= Allan Watt =

Scottish sprinter (1921–2014)

Allan Watt (22 June 1921 – 7 May 2014) was a Scottish sprinter who represented Scotland and Great Britain in international competition.

==Athletics career==
===Junior===
Watt was born on 22 June 1921. In 1939, Watt won the AAA Junior Championships 100 yards in 10 seconds (record) and the long jump with a distance of 6.78 metres at the White City Stadium in London. He also won the 100 yards and the long jump at the 1939 Scottish junior championships. At the 1940 Scottish junior championships he won the 100 yards, 220 yards and the long jump.

===War service===
In 1941 he joined the British Army, serving with the Royal Army Ordnance Corps. Watt gained a commission with the Royal Artillery (Field), attaining the rank of staff captain. At the end of the war he was working in welfare and education in Kenya. Following his demobilisation in 1946, he returned to training for his athletics career.

===Senior===
At the British Games at White City in 1947 he was second to the American, Eddy Connell, in the 100 yards. Connell set a new record of 9.6 seconds, with Watt running 9.85 seconds. In June 1947 at the Scottish Athletics Championships at Hampden Park, he won the 100 yards in 10 seconds and the 220 yards in 22.5 seconds. Watt was a member of the Shettleston Harriers running club in Glasgow.

Later that year he competed at Meadowbank Stadium in Edinburgh in an England/Wales and Scotland/Ireland competition. He was second to McDonald Bailey in the 100 yards and fourth in the 220 yards. Watt was selected for Great Britain at a meet in Antwerp, finishing second to McDonald Bailey in the 100 metres and second to Britain's John Fairgrieve in the 200 metres.

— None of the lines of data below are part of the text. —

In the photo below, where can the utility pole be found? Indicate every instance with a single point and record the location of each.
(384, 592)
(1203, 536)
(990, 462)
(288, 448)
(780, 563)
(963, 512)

In 1948 he won the 100 yards at the Scottish Championships, and was second to D. D. MacKenzie in the 220 yards. Watt was runner-up in the 100 metres at the International Match in White City representing Scotland, and also ran at the British Championships. That summer he was a member of the Great Britain 4 × 400 metres relay team at the 1948 Summer Olympics.

==Businessman==
Following his retirement from athletics he became a director of the family department store, Watt Brothers, on Sauchiehall Street in Glasgow.

==Death==
Watt died on 7 May 2014, at the age of 92.